The host institution provides an environment supporting the career development of a research fellow seeking a permanent academic position in the UK. Warwick’s SMLC is in an ideal position to do so, as it has strong expertise and experience in hosting and nurturing research fellows. The SMLC currently hosts around 10 postdoctoral research fellows, funded by bodies such as the Leverhulme Trust, AHRC, ERC, MHRA and Marie Curie schemes. It also includes a community of around 27 doctoral students.
How to Apply
SMLC will carry out an internal selection stage to identify the candidates that it wishes to put forward. We strongly advise potential candidates to make initial contact with the relevant contact in the School of Modern Languages and Cultures. Suitably qualified candidates should therefore send their initial expressions of interest to the relevant sectional Director of Research as soon as possible:
For the internal selection round run by the Faculty of Arts, prospective applicants will need to submit a finalised Expression of Interest containing the following information to Jeremy Ahearne (see email above) by 12 noon on Thursday 10 December 2020:
- A short description of their project (maximum 2 A4 pages)
- A copy of their CV (maximum 2 A4 pages)
- The name of an academic in their proposed host Department whose research is relevant to their project and who would be willing to endorse their application. Although the Leverhulme Trust do not insist upon a formal mentoring arrangement, this is a requirement for the University of Warwick. Candidates should contact this member of staff at the earliest opportunity, and in advance of submitting the Expression of Interest.

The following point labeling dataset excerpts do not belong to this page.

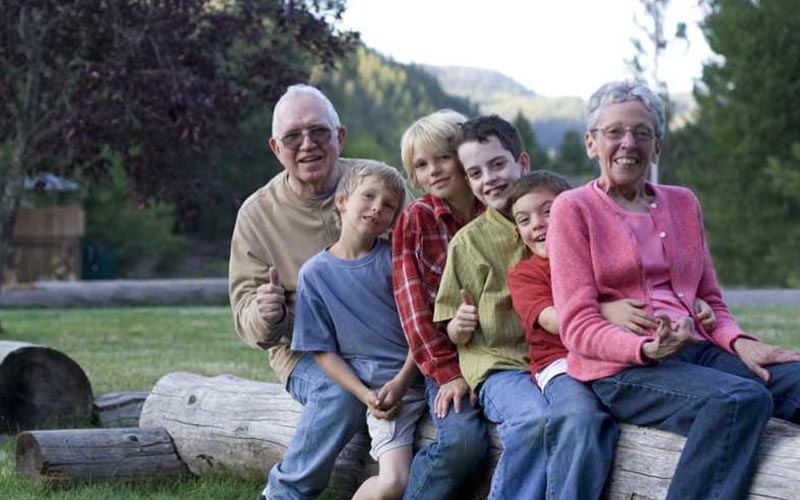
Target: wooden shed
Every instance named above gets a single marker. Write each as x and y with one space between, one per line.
46 244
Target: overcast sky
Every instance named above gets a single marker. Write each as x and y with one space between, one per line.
553 47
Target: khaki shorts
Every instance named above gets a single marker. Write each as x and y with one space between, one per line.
390 434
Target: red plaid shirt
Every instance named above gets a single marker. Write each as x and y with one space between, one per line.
419 251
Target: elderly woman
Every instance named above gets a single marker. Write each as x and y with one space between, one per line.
620 236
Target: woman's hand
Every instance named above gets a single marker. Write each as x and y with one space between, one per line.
705 314
460 328
628 313
756 355
669 341
454 391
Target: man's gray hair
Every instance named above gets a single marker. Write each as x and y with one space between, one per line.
624 91
301 88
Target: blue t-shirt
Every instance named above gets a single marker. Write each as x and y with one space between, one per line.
347 307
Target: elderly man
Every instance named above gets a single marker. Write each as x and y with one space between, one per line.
278 228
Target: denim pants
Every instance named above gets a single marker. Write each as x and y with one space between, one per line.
512 400
580 437
709 396
330 418
461 443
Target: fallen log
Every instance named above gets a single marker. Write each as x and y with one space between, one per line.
40 388
95 454
241 427
119 409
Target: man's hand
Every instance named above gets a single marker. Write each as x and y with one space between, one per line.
669 341
629 314
271 299
378 407
756 355
705 314
460 328
454 391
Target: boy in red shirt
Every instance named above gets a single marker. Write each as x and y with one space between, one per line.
531 292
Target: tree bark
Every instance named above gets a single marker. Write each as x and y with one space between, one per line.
119 409
93 454
227 424
41 387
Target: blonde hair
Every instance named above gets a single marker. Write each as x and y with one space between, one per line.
388 176
432 134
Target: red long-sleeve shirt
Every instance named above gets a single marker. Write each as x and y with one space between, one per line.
419 252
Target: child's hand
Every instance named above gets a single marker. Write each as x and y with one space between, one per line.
705 314
370 398
460 328
628 313
453 391
391 394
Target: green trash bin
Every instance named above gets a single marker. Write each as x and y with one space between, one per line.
99 263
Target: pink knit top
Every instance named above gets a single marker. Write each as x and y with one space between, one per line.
595 257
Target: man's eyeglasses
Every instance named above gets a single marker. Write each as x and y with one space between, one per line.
617 132
318 135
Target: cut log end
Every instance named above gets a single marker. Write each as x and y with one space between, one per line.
40 388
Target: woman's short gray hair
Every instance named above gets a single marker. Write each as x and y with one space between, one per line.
301 88
614 92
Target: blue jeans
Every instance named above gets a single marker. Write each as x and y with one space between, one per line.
461 442
783 385
330 418
580 437
722 416
511 400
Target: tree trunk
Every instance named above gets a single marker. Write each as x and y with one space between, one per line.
241 427
92 454
41 387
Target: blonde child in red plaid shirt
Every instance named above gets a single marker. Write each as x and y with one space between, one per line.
419 251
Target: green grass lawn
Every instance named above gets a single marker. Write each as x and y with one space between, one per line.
130 349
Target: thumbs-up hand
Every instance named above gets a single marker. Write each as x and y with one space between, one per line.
460 328
271 299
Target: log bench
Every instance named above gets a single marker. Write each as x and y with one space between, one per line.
230 425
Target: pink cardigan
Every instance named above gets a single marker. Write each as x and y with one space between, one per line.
594 258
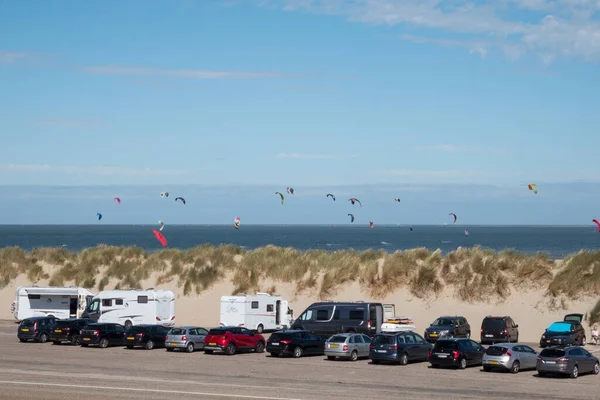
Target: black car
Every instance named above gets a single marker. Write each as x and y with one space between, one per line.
36 329
567 332
147 336
448 327
296 343
102 334
498 330
68 330
400 347
459 353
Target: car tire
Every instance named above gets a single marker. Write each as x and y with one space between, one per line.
403 359
297 352
260 347
574 372
230 349
515 368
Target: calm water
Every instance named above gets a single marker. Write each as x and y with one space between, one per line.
556 241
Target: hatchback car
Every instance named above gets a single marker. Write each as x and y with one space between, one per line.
36 329
570 361
189 338
230 339
569 331
350 346
513 357
498 330
459 353
445 327
400 347
146 336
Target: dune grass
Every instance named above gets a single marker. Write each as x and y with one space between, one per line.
472 274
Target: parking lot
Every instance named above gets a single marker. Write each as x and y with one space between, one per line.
33 370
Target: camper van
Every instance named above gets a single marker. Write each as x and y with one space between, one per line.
59 302
133 307
326 318
258 312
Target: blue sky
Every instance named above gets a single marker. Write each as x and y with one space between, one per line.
449 105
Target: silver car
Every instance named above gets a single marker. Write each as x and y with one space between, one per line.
347 345
509 356
189 338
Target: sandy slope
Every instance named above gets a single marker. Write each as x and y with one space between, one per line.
527 309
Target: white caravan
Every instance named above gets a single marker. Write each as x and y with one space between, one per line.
258 312
133 307
60 302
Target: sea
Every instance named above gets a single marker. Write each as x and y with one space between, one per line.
556 241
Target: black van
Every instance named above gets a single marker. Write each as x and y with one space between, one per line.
327 318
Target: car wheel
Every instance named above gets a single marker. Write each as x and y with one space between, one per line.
297 352
403 359
260 347
515 367
230 349
575 372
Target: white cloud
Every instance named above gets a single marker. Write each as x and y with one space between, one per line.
548 29
120 70
98 170
315 156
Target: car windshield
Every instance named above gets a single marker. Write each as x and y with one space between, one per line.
559 327
384 339
494 324
442 322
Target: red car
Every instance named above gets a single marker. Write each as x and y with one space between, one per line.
231 339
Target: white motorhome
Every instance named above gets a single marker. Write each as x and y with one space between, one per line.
258 312
133 307
60 302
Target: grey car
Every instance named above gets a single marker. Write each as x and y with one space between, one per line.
509 356
347 345
570 361
189 338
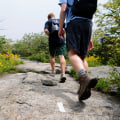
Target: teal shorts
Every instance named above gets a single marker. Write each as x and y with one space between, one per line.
56 51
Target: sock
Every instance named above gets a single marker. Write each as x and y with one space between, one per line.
81 72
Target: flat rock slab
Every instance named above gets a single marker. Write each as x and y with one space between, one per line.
48 82
24 97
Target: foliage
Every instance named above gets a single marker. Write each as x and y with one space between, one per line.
106 84
5 44
8 61
34 46
108 32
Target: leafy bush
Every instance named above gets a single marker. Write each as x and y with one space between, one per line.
93 61
8 61
106 84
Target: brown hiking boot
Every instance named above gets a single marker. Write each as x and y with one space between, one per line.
86 83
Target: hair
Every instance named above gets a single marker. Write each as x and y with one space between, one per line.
50 15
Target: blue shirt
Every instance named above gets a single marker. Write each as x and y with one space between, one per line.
69 15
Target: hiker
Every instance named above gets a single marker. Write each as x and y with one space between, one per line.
57 46
78 40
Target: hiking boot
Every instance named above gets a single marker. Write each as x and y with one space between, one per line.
62 78
86 83
52 73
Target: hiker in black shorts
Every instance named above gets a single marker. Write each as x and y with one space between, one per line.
57 46
78 39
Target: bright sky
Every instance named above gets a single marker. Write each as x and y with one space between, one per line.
18 17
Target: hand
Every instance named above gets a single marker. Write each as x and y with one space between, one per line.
91 46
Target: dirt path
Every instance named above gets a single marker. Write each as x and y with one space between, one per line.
24 97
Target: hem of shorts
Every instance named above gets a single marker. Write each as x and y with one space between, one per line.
76 52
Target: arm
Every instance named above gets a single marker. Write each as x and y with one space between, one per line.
46 32
62 19
91 46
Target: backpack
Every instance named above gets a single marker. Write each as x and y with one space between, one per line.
54 26
84 8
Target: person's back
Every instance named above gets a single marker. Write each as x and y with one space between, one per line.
78 37
53 27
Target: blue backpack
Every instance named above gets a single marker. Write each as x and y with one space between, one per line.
84 8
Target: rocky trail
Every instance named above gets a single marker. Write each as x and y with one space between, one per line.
24 97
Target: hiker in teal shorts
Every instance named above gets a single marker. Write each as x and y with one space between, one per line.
57 46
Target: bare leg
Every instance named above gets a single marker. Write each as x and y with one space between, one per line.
62 63
85 64
52 62
75 60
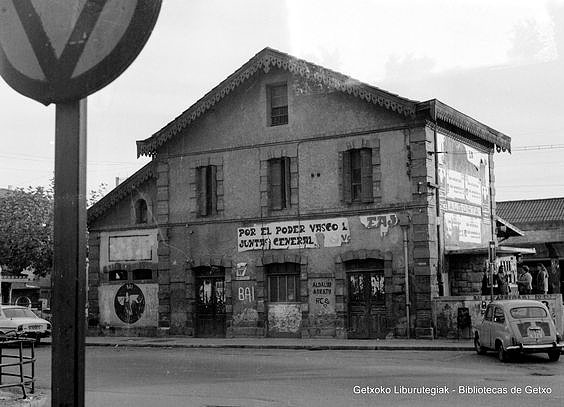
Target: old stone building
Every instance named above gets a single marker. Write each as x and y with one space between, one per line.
542 221
292 200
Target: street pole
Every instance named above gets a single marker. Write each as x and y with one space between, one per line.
69 266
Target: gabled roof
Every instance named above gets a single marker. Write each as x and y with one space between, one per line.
121 191
532 211
444 114
266 59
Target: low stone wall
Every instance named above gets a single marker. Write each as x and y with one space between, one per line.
457 317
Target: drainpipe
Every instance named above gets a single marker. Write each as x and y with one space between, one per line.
436 152
406 274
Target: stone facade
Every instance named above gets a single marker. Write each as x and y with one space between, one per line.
394 234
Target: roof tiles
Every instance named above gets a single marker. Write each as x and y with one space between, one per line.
531 211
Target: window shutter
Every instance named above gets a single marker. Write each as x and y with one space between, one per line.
347 188
366 175
212 189
201 190
275 184
287 183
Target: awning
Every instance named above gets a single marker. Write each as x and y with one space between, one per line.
505 230
23 286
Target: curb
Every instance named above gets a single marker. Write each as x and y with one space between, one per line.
455 348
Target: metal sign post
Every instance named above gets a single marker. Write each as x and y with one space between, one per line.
69 269
491 255
61 52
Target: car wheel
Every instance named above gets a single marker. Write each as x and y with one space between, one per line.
502 354
554 355
480 350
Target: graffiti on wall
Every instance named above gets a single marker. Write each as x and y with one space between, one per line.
284 318
294 235
321 302
244 303
129 303
242 272
383 222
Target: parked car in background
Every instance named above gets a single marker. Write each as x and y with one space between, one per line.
512 327
22 322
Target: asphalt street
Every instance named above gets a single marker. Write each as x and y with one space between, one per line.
127 376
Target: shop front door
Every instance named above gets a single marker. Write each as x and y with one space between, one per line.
210 303
366 305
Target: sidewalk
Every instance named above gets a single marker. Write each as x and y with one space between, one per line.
283 343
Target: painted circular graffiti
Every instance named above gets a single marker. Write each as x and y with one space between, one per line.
129 303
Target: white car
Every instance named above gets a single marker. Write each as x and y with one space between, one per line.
22 322
513 327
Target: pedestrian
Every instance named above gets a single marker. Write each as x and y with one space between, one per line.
502 286
525 281
542 279
486 283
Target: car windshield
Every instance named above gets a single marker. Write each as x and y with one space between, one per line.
528 312
19 313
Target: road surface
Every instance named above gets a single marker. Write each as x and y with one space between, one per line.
121 376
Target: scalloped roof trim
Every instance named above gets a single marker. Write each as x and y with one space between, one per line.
121 191
472 126
265 60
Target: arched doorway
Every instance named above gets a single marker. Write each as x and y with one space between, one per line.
209 314
366 299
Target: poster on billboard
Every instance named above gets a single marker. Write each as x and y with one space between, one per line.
464 193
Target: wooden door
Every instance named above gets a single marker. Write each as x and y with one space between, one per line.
210 305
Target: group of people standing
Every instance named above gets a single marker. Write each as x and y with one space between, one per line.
526 284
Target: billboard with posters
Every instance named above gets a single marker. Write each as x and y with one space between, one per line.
464 194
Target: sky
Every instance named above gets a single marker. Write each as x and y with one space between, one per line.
500 62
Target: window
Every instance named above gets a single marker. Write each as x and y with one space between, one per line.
279 183
499 317
142 274
141 211
489 313
283 282
357 175
278 100
206 185
528 312
117 275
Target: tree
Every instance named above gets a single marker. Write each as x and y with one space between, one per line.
26 229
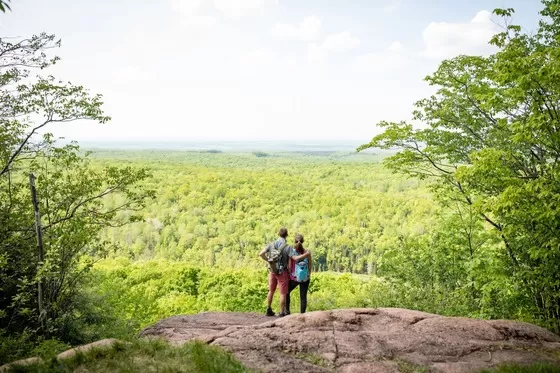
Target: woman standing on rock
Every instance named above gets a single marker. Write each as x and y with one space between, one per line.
300 275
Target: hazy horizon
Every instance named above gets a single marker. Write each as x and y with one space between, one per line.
255 69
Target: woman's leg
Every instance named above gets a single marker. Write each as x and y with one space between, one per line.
303 288
292 285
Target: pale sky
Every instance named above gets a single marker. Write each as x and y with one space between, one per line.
255 69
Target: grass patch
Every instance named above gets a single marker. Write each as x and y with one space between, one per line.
315 359
145 356
408 367
533 368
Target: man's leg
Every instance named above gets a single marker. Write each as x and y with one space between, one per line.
272 283
291 286
283 284
303 288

- The names of three referees. Please note that referees will not be asked to provide a statement at this stage.
Candidates should consult the guidance on the Leverhulme Trust’s website prior to submitting an Expression of Interest.In particular, they should note that applicants must:
- hold a doctoral degree or equivalent research experience by the time they take up the Fellowship. If currently registered for a doctorate, they must have submitted their thesis by 4pm on 25 February 2021;
- have not yet have held a permanent academic appointment whose duties include research;
- not have existing funding in place for a duration equivalent to or greater than the duration of the Early Career Fellowship;
- be within four years of the award of their doctorate. Those who submitted their thesis for viva voce examination before 25 February 2017 are not eligible to apply, unless they have since had a career break;
- either hold a degree from a UK higher education institution at the time of taking up the Fellowship or at the time of the application deadline hold a non-permanent academic position in the UK (e.g. fixed-term lectureship, fellowship) which commenced no less than 4 months prior to 25 February 2021.
The University will support successful candidates in the development of full applications, the deadline for which is 25 February 2021.
Please note that in our experience, early contact with the School is key to developing a competitive application.